Foi o gabinete do primeiro-ministro israelita, Benjamin Netanyahu, que confirmou a morte do ex-chefe do Governo Ariel Sharon num hospital perto de Telavive, aos 85 anos.

Sharon estava internado no hospital Tel Hashomer, perto de Telavive, em coma desde 04 de janeiro de 2006, quando sofreu um forte derrame cerebral, e o seu estado piorou no dia 01 de janeiro, quando registou problemas renais após uma cirurgia.

Ariel Sharon - primeiro-ministro de Israel entre 2001 e 2006 - será sepultado numa quinta onde vivia, e onde já se encontra sepultada a mulher, Lili Sharon.

Situada a sul da faixa de Gaza, a quinta foi o centro da sua vida privada e política, porque ali tomou as decisões mais difíceis como governante.

Na segunda-feira de manhã será celebrado, no mesmo local, um ato oficial de homenagem com a presença de líderes políticos nacionais e estrangeiros, entre eles, o representante do Governo dos Estados Unidos, vice-presidente, Joe Biden, o ministro dos Negócios Estrangeiros da Rússia, Serguei Lavrov, e o enviado especial do Quarteto do Médio Oriente (Tony Blair).

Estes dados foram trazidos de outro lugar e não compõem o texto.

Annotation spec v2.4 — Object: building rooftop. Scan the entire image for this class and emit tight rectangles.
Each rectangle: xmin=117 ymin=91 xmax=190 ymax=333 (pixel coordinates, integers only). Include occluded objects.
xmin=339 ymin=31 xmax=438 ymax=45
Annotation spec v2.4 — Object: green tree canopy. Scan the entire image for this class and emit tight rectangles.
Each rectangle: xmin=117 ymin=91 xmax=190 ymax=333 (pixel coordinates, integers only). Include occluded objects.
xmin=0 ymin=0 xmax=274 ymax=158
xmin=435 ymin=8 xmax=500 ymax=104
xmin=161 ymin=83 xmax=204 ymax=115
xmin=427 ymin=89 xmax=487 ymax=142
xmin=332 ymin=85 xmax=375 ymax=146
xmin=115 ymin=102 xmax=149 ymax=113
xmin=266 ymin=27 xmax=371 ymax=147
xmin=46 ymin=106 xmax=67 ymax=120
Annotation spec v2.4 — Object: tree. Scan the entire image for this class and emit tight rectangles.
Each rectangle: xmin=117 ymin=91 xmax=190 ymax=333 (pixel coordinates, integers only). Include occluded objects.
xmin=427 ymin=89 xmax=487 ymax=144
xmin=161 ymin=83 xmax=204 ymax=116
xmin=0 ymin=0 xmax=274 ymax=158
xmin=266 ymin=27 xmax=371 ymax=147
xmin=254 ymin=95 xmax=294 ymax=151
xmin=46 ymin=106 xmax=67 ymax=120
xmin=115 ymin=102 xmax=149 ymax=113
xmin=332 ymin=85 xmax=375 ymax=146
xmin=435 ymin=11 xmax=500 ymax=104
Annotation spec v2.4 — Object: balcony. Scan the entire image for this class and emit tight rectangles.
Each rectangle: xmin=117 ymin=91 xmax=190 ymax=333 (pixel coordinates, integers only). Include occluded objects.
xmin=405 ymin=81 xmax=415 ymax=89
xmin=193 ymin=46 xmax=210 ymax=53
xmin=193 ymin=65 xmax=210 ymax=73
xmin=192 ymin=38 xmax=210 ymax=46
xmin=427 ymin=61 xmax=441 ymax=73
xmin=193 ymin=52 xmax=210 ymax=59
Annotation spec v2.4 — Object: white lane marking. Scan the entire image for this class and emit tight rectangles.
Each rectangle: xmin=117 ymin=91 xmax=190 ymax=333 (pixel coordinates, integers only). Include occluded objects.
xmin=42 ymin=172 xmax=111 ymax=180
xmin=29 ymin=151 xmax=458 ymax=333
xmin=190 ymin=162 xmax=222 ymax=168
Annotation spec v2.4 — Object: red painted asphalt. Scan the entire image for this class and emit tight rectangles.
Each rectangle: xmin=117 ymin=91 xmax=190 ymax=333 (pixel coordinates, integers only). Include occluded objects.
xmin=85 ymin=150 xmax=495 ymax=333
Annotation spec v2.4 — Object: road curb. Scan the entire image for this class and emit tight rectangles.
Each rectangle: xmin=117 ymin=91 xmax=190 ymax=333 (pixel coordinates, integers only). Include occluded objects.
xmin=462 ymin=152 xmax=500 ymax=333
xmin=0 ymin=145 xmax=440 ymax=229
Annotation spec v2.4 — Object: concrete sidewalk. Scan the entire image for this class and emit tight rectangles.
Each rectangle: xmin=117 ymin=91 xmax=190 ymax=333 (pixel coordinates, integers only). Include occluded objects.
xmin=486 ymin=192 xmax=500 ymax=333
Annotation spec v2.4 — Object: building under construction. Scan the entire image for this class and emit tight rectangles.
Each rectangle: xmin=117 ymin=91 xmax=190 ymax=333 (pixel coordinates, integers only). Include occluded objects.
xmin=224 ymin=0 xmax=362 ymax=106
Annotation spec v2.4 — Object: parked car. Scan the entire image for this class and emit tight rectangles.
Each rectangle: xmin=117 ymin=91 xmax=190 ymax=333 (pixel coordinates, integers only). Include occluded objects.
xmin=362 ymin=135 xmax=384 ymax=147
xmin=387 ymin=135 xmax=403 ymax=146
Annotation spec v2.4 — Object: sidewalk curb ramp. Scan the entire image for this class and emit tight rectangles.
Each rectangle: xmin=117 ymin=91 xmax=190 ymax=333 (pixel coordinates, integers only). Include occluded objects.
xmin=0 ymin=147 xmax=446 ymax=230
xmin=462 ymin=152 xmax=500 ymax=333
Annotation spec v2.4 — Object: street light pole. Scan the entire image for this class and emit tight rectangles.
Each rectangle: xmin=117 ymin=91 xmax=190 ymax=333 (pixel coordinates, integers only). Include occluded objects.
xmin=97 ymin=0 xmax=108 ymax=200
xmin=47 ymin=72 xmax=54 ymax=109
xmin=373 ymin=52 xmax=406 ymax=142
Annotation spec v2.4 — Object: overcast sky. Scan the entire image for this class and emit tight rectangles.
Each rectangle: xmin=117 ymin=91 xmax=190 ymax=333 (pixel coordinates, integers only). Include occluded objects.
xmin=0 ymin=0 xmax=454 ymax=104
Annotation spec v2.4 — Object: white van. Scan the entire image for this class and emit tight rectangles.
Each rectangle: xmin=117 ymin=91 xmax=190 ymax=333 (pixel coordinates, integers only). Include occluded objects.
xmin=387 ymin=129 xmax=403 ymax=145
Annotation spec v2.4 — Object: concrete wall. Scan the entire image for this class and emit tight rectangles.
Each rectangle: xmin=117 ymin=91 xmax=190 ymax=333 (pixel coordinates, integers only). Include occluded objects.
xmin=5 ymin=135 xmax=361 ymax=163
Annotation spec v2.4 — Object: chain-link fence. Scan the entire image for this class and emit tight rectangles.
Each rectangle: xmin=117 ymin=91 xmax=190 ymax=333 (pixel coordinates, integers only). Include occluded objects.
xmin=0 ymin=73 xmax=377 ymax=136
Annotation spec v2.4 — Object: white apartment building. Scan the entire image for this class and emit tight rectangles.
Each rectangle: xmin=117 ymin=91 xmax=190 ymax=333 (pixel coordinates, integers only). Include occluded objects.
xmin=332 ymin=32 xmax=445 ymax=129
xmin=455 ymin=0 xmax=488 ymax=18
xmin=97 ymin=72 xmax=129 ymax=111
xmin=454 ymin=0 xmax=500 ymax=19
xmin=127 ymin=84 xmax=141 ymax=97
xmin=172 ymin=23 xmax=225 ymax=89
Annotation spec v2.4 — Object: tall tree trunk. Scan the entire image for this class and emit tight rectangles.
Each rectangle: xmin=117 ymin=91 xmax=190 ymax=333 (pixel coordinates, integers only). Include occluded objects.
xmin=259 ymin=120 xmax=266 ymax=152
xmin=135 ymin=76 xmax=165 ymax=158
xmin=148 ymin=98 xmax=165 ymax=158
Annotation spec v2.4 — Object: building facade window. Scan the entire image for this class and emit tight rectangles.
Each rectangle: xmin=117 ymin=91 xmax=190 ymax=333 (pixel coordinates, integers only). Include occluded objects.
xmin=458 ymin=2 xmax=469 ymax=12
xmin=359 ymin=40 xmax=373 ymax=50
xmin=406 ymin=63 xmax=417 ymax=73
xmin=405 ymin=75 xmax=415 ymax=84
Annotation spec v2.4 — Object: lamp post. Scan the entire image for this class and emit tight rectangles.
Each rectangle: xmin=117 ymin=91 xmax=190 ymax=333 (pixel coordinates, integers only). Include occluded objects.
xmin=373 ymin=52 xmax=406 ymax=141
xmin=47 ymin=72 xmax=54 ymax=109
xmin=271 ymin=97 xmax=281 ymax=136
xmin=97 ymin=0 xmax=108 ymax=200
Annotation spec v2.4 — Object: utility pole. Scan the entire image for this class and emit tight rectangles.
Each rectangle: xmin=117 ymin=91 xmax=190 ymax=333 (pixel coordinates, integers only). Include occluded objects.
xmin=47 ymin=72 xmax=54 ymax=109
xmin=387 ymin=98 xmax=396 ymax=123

O Quarteto para o Médio Oriente é composto pelos Estados Unidos da América, a Federação Russa, a ONU e a União Europeia, tendo nomeado o ex-primeiro-ministro britânico Tony Blair como seu representante numa missão de mobilizar o apoio aos Palestinianos e construir as instituições e a economia de um Estado viável em Gaza e na Cisjordânia.

"Arik" (diminutivo de Ariel) Sharon ficará na história como o artífice da invasão do Líbano em 1982, quando era ministro da Defesa, mas também como o chefe do Governo israelita que evacuou tropas e colonos da Faixa de Gaza em 2005.

Uma comissão oficial de inquérito concluiu a sua responsabilidade por não ter prevenido nem impedido os massacres nos campos de refugiados palestinianos de Sabra e Chatila em Beirute, em setembro de 1982, perpetrados por uma milícia cristã aliada de Israel.

Forçado a demitir-se, tornou-se no entanto primeiro-ministro em 2001, sendo reeleito em 2003.